Another interesting key observation was the difference in methodologies used for assessing anxiety parameters. Most studies employed questionnaires or scales, including the Anxiety Sensitivity Index (ASI) Scale, Hamilton Anxiety Rating Scale (HAM-A), State-Trait Anxiety Inventory (STAI) Scale, Generalized Anxiety Disorder 7-item (GAD-7) Scale, Beck Anxiety Inventory (BDI) Scale. As for the assessment of outcomes, different approaches were also taken, for example, attentional bias, arithmetic decisions, and Positive and Negative Affect Schedule (PANAS) scores were used for assessing the specific conditions of induced anxiety or anxiety-state frames.

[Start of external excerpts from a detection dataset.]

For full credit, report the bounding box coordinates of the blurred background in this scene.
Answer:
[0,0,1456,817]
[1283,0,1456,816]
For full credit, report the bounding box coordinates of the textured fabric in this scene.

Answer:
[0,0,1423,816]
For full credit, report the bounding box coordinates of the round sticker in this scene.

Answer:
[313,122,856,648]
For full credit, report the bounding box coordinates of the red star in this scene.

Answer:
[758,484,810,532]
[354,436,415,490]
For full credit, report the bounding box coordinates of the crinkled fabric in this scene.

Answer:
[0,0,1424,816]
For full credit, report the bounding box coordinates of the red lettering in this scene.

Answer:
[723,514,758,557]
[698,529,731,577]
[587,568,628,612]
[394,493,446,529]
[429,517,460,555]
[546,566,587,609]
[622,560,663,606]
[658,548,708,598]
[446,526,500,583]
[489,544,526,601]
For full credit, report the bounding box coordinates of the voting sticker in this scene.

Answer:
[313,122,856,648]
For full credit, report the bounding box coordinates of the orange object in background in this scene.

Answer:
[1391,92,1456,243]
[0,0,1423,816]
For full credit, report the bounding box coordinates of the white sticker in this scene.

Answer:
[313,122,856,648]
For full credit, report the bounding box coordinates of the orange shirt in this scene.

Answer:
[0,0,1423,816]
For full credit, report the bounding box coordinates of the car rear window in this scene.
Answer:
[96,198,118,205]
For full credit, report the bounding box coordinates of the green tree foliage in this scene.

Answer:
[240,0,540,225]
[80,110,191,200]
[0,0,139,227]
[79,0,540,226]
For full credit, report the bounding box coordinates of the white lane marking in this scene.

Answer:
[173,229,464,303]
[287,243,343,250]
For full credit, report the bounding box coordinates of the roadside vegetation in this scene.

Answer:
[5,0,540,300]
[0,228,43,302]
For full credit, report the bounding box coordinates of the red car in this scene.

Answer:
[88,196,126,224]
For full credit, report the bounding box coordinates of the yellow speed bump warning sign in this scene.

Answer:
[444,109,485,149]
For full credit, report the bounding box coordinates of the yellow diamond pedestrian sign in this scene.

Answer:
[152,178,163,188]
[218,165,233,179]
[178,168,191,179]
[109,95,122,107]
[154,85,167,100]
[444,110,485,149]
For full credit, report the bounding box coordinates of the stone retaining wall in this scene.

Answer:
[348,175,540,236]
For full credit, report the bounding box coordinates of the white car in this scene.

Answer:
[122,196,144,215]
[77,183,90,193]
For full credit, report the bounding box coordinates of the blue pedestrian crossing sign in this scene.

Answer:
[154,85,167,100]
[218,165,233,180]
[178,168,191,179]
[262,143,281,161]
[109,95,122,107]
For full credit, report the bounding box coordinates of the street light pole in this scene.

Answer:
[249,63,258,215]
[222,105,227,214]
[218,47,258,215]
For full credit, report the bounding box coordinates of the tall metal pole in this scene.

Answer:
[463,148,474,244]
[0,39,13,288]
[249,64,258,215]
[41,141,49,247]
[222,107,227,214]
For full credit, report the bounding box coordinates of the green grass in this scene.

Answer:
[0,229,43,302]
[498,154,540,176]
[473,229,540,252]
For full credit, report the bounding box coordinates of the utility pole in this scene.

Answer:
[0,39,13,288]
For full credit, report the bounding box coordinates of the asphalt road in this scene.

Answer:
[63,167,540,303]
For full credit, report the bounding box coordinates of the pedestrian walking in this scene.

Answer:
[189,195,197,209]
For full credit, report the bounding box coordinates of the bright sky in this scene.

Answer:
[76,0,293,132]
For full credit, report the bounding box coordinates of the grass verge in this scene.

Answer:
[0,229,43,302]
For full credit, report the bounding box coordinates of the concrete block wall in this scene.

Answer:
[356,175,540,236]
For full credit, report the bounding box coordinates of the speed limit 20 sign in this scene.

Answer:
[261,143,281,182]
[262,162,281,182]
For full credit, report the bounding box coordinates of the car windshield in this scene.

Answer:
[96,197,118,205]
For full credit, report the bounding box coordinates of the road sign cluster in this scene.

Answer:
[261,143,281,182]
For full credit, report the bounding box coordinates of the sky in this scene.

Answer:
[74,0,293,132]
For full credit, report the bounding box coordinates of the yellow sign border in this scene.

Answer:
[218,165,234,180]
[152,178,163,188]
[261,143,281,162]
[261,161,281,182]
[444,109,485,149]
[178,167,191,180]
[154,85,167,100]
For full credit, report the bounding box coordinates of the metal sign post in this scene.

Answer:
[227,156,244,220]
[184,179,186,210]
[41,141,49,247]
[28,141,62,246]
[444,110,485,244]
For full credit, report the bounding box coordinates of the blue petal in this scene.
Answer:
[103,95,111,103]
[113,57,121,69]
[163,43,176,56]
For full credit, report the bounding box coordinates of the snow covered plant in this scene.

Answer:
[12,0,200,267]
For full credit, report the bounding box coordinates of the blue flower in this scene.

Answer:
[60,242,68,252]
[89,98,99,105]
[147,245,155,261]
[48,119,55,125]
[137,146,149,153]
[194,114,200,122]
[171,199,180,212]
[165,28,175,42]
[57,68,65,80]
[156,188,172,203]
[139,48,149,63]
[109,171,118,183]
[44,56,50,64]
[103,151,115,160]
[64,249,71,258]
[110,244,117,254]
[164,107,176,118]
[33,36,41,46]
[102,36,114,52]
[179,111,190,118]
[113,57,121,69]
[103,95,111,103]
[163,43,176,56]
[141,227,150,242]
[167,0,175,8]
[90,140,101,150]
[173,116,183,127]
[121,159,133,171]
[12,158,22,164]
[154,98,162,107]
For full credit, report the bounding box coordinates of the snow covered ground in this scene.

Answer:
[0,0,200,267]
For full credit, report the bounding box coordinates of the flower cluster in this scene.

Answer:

The main aspects concerning the montage, region, and pattern of tDCS stimulation were that most studies used anodal stimulation over the left DLPFC and when bilateral stimulation was applied, the cathodal electrode was placed over the right DLPFC. In addition, different areas were stimulated: the sensory cortex, dorsomedial PFC, or ventrolateral PFC areas. Another interesting point was that the articles describe single and repeated sessions of tDCS that varied between 5, 10, 15, and 18 sessions. The intensity of current stimulation varied between 1 and 2 mA, being both safe for use in clinical settings.3537

The benefits of tDCS (unimodal or bimodal) as outcomes were described in nine articles. tDCS reduced anxiety symptoms, approach behavior during conflict, attentional bias for threat, vigilance to threatening stimuli, and perceived extent of negative emotions, such as fear, anxiety, and sadness, and also improved reaction times on arithmetic decisions. However, a single session of anodal tDCS (1 mA) was not able to reduce anxiety in MDD patients. Furthermore, no significant improvement was observed in anxiety, mood, affectivity, or depression after 5 sessions of anodal tDCS in patients with generalized anxiety disorder.

Discussion

Overall, we reviewed 11 articles. In support of previous studies, nine of these articles showed that the effects of tDCS applied to the scalp are dependent on the montage and polarity of electrodes (anodal or cathodal), and the site of stimulation (right or left DLPFC, DMPFC, VLPFC, and others). In addition, tDCS was able to directly modulate anxiety levels in patients with some anxiety disorders,29,31,33 or change behavior during conflict or threat in healthy individuals.27,30

The articles selected for this review highlight the role of the DLPFC in anxiety behaviors, as well as the fact that the imbalance between the right and left DLPFC may contribute to some anxiety symptoms. This suggests that anodal stimulation over the left DLPFC and cathodal stimulation over the right DLPFC are more effective for the treatment of anxiety symptoms in humans (Figure 1). Moreover, studies using tDCS techniques might augment knowledge regarding diverse clinical conditions, as the activation or deactivation of CNS areas through weak electrical currents may also induce similar behaviors to those present in these conditions.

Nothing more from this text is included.